# Logs in Boulder creek



## Dave Frank (Oct 14, 2003)

Maybe next week afterwork we can try to organize a clean up mission.

My chainsaw is presently on the IR, but should be able to get lots without one.


----------



## Ricky NM (Jun 28, 2008)

I'd be in for some afterwork clean-up next week.


----------



## Nessy (May 25, 2009)

Count me in.


----------



## yukonjack (May 22, 2005)

Drove by where one of the big logs were and looks like it has moved down stream. The creak is starting to pump. I would be in for something next week maybe Monday or Tuesday after work?


----------



## Chief Niwot (Oct 13, 2003)

If it was after work, I could help. Tuesday in the big D, but hope to be back by 5:00ish.

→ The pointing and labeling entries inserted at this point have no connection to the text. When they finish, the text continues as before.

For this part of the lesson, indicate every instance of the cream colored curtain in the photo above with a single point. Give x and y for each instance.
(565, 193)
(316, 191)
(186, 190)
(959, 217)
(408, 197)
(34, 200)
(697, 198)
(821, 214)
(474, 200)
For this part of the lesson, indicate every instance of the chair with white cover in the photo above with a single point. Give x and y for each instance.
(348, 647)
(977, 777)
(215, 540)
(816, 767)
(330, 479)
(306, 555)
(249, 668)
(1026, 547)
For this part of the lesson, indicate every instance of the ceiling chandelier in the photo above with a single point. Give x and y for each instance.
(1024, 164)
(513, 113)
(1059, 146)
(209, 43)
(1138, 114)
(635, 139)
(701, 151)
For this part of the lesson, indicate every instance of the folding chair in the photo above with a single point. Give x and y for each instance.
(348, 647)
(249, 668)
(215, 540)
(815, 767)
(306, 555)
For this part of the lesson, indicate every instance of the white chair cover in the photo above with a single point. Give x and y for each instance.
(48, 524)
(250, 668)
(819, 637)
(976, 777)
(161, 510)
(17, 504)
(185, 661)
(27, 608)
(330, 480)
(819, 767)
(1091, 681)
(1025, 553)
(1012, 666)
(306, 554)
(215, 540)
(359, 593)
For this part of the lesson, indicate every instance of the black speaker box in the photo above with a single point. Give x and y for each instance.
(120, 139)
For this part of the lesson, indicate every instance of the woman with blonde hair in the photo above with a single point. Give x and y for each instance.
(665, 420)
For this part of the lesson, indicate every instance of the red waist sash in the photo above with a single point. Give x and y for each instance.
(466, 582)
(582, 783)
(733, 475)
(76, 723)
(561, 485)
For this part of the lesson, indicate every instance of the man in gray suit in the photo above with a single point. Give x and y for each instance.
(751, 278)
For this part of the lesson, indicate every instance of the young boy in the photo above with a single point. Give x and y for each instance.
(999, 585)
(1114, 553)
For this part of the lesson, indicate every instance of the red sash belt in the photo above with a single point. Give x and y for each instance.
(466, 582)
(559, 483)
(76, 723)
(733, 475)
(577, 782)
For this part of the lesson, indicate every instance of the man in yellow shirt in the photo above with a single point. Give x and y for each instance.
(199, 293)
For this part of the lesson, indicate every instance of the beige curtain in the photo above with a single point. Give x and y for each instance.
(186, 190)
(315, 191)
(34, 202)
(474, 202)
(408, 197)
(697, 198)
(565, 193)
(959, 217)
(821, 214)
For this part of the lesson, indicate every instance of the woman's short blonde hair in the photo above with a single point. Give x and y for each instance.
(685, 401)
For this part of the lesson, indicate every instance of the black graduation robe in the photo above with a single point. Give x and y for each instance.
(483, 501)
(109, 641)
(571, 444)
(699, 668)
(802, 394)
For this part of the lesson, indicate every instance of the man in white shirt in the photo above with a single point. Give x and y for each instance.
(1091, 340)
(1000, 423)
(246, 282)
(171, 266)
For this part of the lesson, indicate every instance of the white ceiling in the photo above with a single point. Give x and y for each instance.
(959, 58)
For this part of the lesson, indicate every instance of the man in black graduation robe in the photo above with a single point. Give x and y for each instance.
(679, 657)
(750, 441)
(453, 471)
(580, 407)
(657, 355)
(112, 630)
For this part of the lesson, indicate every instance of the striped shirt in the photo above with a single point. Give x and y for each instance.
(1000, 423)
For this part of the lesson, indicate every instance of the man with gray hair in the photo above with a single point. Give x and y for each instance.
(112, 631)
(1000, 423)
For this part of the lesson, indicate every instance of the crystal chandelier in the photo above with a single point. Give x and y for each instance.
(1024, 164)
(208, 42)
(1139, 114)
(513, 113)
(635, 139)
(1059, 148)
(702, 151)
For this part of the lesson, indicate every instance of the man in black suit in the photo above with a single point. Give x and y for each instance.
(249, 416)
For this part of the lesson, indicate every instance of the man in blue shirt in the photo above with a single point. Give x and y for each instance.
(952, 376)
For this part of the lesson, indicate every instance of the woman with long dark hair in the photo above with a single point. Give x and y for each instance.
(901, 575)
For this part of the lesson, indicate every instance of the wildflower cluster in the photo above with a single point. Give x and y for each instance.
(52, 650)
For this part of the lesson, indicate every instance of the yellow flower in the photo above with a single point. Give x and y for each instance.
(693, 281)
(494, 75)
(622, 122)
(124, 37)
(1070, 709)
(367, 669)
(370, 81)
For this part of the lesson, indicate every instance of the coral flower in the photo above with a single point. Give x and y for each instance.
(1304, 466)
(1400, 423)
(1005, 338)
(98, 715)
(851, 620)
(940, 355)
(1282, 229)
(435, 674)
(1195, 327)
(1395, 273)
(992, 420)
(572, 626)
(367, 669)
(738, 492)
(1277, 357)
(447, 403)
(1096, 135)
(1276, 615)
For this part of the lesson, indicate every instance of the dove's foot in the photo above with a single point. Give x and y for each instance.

BTW, Barker is pretty full, down 12' or so. It was filling fast before the cold snap. Also, they appear to not be letting much out.

According to Univ. of Wyoming, Water Resources Data System, as of this morning South Platte is at 112% water equivalent. It says:

Eldora - 239% water equivalent and 104% snow in inches
Rough and Tumble - 152% water equivalent and 92% snow in inches
University Camp - 104% water equivalent and 93% snow in inches

Sounds like we have a very wet snow pack getting ready to burst with some warm weather next week!


----------